A quitanda que funciona no quintal da casa do comerciante precisou ser ampliada e ganhou bancada e uma estrutura para manter os produtos mais organizados. Agora, os consumidores podem encontrar além das bananas, uma variedade de frutas e verduras, tudo cultivado de forma orgânica.

Sem festas, tio do pula-pula abre quitanda para superar pandemia em Linhares
Além das das bananas, os clientes podem encontrar uma variedade de frutas e verduras no local. Crédito: TV Gazeta/Reprodução

DELIVERY

Se tem isolamento social, muitas pessoas precisam permanecer dentro de casa e isso abriu espaço para a opção de delivery, ou seja, os clientes passaram a comprar também pelas redes sociais, gerando um maior volume de vendas.

“Devido o pessoal estar muito dentro de casa, as pessoas de mais idade passam para gente o que elas precisam, a gente anota e marca um horário para entregar”, explica Geraldo.

Mas o comerciante não está sozinho nessa ideia, a esposa dele, Noemi de Moura, atuava como cabeleireira e também teve que interromper os atendimentos por causa da pandemia.
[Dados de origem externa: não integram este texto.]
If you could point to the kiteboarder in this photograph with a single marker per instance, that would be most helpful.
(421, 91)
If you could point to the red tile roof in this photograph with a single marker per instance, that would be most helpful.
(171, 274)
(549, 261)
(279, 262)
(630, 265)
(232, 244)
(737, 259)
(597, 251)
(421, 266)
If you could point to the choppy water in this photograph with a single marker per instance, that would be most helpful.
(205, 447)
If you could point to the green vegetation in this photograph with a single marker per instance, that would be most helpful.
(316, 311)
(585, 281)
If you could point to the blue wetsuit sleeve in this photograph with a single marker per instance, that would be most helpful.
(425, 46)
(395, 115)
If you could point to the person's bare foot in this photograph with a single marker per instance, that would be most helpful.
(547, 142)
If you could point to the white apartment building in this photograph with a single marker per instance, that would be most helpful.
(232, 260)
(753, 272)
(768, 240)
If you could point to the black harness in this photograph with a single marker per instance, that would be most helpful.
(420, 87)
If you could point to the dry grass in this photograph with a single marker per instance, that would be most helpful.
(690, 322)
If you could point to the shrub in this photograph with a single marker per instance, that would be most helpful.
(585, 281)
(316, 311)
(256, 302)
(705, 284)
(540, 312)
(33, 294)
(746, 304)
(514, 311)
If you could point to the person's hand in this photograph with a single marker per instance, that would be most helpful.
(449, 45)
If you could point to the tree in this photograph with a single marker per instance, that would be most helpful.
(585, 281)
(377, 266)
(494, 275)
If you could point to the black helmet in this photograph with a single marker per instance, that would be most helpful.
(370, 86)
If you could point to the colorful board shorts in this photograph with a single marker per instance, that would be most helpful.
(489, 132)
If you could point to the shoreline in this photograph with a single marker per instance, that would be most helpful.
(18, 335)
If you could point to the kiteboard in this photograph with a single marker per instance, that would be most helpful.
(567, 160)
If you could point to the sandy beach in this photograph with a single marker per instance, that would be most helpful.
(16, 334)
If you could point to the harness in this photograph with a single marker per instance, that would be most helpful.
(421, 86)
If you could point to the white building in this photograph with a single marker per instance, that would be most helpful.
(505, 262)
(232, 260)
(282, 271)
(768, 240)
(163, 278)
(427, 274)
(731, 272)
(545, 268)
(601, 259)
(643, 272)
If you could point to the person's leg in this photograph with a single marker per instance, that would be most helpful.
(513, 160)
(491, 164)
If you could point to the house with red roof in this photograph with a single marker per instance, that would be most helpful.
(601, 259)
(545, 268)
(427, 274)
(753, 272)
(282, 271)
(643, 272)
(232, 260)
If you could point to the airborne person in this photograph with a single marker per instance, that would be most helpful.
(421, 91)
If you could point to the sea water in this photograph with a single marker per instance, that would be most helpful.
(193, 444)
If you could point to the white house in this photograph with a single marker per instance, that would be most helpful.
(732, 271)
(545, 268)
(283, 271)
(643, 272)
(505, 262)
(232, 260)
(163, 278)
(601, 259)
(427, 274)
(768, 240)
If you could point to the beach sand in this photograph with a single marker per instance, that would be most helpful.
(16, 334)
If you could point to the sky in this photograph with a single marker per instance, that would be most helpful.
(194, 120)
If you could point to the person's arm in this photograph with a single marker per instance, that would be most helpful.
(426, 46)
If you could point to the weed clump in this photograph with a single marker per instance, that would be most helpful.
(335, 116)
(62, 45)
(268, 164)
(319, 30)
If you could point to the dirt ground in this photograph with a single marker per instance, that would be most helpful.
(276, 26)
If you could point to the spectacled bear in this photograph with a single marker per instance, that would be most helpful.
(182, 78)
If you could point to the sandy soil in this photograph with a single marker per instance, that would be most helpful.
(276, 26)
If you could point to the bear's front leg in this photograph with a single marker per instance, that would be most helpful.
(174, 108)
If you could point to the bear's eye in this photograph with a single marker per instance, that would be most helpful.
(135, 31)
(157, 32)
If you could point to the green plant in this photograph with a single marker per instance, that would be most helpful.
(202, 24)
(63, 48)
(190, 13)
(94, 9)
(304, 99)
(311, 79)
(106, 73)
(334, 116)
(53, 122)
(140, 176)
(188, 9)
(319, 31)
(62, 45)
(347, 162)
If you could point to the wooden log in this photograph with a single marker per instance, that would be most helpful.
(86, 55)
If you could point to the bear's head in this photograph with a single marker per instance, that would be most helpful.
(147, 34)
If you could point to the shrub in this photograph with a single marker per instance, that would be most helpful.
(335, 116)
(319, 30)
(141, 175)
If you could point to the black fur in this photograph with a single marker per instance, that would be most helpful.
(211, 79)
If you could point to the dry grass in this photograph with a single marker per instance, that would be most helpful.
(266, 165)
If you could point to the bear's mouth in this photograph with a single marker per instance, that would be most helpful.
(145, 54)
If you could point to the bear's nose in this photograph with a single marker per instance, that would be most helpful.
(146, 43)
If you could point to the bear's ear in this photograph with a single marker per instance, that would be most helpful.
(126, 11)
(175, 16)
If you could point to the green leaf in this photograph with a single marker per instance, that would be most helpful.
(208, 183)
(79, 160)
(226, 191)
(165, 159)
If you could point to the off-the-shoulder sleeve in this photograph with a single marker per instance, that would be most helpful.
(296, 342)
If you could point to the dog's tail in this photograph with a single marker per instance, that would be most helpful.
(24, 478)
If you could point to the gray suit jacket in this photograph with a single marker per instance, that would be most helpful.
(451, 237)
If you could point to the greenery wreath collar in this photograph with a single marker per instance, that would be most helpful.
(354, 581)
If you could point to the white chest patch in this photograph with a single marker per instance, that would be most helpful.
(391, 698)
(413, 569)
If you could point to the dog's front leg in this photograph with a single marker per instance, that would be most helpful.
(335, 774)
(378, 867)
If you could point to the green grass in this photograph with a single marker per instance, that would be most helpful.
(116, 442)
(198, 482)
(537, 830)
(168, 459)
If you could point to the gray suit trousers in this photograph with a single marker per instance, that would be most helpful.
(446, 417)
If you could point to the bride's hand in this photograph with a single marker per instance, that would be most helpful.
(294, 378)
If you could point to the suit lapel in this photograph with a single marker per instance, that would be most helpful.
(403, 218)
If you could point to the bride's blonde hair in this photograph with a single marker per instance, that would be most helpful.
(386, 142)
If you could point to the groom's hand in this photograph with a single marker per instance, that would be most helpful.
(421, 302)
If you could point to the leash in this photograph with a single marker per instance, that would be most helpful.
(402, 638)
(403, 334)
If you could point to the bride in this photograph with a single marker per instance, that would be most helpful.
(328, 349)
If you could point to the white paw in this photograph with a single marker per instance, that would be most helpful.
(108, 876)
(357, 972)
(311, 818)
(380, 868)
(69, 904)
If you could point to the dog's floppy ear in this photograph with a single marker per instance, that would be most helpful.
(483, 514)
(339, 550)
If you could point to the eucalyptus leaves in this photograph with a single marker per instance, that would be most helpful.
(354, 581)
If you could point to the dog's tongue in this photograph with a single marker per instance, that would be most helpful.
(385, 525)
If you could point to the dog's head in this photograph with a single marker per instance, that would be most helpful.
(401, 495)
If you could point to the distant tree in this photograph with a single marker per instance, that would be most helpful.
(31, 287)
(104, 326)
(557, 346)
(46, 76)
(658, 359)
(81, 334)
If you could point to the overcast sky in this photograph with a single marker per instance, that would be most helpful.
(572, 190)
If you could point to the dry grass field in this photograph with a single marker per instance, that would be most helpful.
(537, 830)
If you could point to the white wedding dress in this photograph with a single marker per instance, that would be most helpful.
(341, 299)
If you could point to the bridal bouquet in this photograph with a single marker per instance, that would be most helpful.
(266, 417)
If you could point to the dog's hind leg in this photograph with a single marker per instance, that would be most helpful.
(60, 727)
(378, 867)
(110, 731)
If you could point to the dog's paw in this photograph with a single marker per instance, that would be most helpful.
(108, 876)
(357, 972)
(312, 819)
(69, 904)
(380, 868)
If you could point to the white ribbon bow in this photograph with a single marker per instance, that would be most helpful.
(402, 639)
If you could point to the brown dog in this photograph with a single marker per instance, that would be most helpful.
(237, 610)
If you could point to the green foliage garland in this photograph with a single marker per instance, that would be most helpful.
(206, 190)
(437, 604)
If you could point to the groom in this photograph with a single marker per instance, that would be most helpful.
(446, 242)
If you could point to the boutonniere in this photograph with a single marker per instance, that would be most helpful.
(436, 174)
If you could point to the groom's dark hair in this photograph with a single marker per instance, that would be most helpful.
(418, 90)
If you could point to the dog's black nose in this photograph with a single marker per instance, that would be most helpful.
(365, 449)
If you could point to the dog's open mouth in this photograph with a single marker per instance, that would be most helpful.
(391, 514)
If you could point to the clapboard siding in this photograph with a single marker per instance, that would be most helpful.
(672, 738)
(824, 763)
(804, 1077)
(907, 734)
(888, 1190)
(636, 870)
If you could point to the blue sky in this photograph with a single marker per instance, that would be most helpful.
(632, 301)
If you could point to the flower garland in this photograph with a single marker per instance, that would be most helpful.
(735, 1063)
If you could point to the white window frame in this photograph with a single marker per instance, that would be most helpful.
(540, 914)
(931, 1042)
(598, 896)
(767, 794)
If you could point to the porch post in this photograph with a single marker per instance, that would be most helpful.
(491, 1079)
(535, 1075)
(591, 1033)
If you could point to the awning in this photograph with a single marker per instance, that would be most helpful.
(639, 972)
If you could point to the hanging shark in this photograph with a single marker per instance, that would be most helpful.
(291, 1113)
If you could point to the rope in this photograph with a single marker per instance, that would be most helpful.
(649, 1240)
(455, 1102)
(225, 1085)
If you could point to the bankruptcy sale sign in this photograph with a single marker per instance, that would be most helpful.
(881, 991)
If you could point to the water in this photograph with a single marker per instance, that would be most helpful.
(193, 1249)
Atualmente, ela auxilia o marido na organização do novo negócio da família.

Noemi explica ainda que é preciso organizar tudo para que as coisas funcionem. “Na limpeza, na organização das coisas, porque se você não organizar, fica meio complicado. O espaço é pequeno, então você tem que saber administrar o espaço e tem e aproveitar o máximo que pode”, ressalta.

Para os clientes que decidem comprar pessoalmente, só é permitida a entrada no local utilizando máscara. Os empreendedores também utilizam álcool para fazer a limpeza das bancadas, tudo para evitar a contaminação pelo vírus.

Mesmo não sabendo quanto tempo ainda deve durar a pandemia, o casal já está pensando em manter o negócio após a crise e conciliar com as atividades que exerciam antes do coronavírus. “Dando certo, e eu creio que, de repente. ele consegue conciliar as duas coisas, o pula-pula e a quitanda, porque aí acaba um ajudando o outro”, acrescenta.